Prepare to spend between 90 minutes and 3 hours writing. But hey, 15 minutes can be useful if you do it every day. Don't fool yourself, thinking you'll wait for a big chunk of free time to start. That will never happen.

3. When

You are much smarter and more resilient after you have slept properly and ate. Again, find what suits you best. According to some studies, creativity peaks in the morning. My experience tells me that's true.

4. Frequency

Write only when you feel it.


Tools for writing... SSG:

You should provide yourself with the right technology. Here again, I can tell you what I do, but there are plenty of differents tools, you should always find what suits you best.

I've choosen to build my website using a Static Site Generator (SSG). An ssg is a tool that generates a full static HTML website based on raw data (text files) and a set of templates (html, css, js files). :

Image source


Why SSG:

  • No need for internet for writing, no need to login somewhere before writing.
  • no need for a particular environment, just a text editor, and a browser.
  • No vendor lock in, no dependency on any product for writing or migrating your content.
  • No need for a program to dynamically generate webpages. Web pages load faster.
  • No dependencies running on the server, just a web server. Increased security

I'm convinced, can you show me an example please:

The article you're reading right now, was generated from a markdown file using an SSG named Zola and a theme named Oceanic Zen.
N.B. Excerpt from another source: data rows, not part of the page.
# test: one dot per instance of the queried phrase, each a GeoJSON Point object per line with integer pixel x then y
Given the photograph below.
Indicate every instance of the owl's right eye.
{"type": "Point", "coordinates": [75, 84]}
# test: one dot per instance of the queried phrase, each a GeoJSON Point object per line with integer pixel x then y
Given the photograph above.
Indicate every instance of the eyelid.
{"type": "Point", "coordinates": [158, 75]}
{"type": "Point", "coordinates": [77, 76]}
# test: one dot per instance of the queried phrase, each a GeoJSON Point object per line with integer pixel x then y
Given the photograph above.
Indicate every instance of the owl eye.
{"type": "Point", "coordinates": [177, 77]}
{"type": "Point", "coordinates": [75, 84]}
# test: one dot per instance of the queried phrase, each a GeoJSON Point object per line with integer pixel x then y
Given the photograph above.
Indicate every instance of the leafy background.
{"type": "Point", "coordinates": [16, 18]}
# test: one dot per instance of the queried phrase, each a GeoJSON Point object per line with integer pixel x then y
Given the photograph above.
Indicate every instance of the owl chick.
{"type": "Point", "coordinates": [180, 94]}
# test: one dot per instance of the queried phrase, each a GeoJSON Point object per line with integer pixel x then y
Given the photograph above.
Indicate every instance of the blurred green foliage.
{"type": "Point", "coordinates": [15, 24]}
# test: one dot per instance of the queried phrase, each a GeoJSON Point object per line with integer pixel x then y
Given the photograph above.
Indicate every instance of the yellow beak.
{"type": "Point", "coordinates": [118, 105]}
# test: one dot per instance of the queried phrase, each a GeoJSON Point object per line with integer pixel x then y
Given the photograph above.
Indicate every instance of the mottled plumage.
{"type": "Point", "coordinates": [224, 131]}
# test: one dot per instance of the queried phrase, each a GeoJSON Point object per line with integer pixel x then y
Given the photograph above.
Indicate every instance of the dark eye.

To finish this article, I would like to quote Leslie Lamport


"If you’re thinking without writing, you only think you’re thinking."

— Leslie Lamport


Links:

To learn more on this topic, I strongly recommend the following links:

Links again:

Even more links:

Things that were discussed during the talk:


Love the article, nicely written. I do think it's such a shame that writing well isn't taught alongside software engineering.

I'd even go so far to say that having a good writer can make or break a team - someone who is able to structure everyone's collective knowledge, and make it easy to access and understand. Someone who ties the team together through past and future.